A growing spat between Argentina's outgoing president and president elect over inauguration day logistics took a strange turn Friday, with the silversmith responsible for crafting a ceremonial baton saying an assistant was threatened by possible police action, and fears the whole transfer ceremony could turn into a shouting contest between supporters from the two groupings.
Mauricio Macri wants to receive the presidential baton and sash from outgoing President Cristina Fernandez in government house, Casa Rosada, during the December 10 inauguration following the oath ceremony before Congress. However, Fernandez administration officials insist the whole transfer will happen in Congress.
The outgoing administration argues that the constitution states transfer must be done before Congress, and in effect this has been the case since 2003 when Nestor and Cristina Kirchner took office. However before that time, it was a double ceremony, in Congress and in Casa Rosada, and the constitutional argument has its two interpretations.
Nevertheless the foreign ministry reported it had sent out the invitations to special guests and foreign diplomats, for the ceremony in congress. Apparently the incoming president's team has also sent out its invitations but including the Casa Rosada.

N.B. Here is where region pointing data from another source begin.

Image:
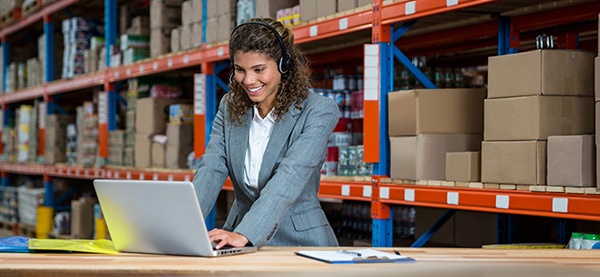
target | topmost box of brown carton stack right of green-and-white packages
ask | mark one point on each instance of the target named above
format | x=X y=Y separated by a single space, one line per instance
x=165 y=13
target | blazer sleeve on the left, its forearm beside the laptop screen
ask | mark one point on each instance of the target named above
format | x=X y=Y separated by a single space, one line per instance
x=212 y=172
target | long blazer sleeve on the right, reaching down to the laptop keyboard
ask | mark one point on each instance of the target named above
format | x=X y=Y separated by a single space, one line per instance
x=292 y=175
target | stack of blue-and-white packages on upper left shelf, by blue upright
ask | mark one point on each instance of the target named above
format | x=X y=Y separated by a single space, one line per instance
x=77 y=35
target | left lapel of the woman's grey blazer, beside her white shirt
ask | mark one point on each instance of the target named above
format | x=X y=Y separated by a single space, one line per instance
x=238 y=144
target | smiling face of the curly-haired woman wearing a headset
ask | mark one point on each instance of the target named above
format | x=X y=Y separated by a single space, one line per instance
x=259 y=76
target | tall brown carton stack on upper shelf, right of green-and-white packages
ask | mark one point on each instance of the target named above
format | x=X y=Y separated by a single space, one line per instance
x=165 y=15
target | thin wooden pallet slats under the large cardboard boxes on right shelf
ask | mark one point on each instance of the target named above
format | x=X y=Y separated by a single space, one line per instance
x=496 y=186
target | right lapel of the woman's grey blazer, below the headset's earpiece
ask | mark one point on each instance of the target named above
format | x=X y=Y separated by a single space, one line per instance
x=279 y=137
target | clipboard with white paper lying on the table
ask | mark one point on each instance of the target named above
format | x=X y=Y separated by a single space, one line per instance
x=366 y=255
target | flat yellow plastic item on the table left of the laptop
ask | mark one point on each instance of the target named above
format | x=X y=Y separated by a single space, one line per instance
x=101 y=246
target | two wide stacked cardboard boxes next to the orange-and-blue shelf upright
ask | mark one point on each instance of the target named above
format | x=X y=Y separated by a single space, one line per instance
x=426 y=124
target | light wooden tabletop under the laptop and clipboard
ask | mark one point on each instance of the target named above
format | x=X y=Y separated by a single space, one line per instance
x=282 y=261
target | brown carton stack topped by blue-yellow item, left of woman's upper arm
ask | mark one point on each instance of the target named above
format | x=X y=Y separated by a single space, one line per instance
x=180 y=135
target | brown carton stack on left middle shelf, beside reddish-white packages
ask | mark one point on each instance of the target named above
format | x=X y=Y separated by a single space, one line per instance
x=55 y=137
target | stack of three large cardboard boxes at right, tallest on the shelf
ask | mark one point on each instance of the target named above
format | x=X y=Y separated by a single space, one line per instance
x=534 y=95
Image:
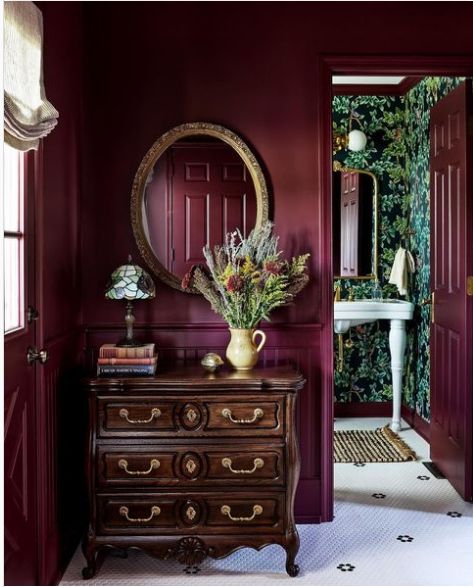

Nobody is admitting it, but the non Kirchnerite political forces fear that the Cristina Fernandez' groups of militants that are part of her mise-en-scene whenever she makes speeches from the Executive and from Congress, could turn the ceremony into a noisy display of flags, banners, drums and chanting, but on December 10 negatively, booing the incoming head of state.
So it was only natural that there was a run on the symbols of power, the sash and particularly the presidential baton, which Macri wants handed to him at the Casa Rosada. And silversmith Juan Carlos Pallarols confirmed to the media he has been under pressure on the issue. The respected craftsman has made every presidential baton since the country's return to democracy in 1983.
Pallarols said Macri officials this week asked him not to turn the baton over to the current administration. But the other side also applied pressure: Pallarols said an assistant received a threatening call from a Fernandez official, saying police would intervene if the baton wasn't finished and turned over soon.
“It was an unpleasant situation,'' said Pallarols, who added that another official later called him to apologize.
But an outgoing president can't necessarily keep its forces strictly under control and for some who felt displaced it was an opportunity for revenge. The government archives have released pictures showing Juan Peron, the most revered political figure of Argentina in the last seventy years, (three times president) receiving the sash and baton...yes at Casa Rosada.
Likewise on Twitter, a clip from a popular cartoon produced by a state television channel was making the rounds. In one episode, “Zamba,'' the protagonist, is visiting the Casa Rosada and a guide tells him it's “where the presidential sash and baton are handed over.''
In reality the Argentine constitution establishes that the incoming president's swearing-in ceremony take place in Congress, but does not specify where batons or sashes should be handed over. And in effect while Cristina Fernandez received the baton and sash in Congress, other new presidents have received them at the Casa Rosada.
“The president is within her rights,'' said Cabinet chief Anibal Fernandez. “The articles will be in Congress. If Macri doesn't want to receive them there, then he shouldn't receive them, maybe Zamba will hand them to him.
But the Macri team has said the sash and baton ceremony will take place in Casa Rosada, with or without outgoing Cristina Fernandez. Someone, with no name revealed so far, will hand them to the incoming president, because what is plain clear is that Macri will become Argentina's next president at 10 in the morning, December 10, and he will be making the decisions”.
What is evident also is that outgoing Cristina Fernandez (who could be thinking in a comeback in four years time), does not want history to register her, 'protector of the poor and the needy and the national flag', delivering symbols of power to her successor, a market friendly conservative president, the opposite of the principles she and her husband toiled for during twelve years.
The image would confirm she was unable to muster her political force to victory, while a majority of her generals quietly blame her for the defeat, and prepare to regroup troops most probably under a new leadership.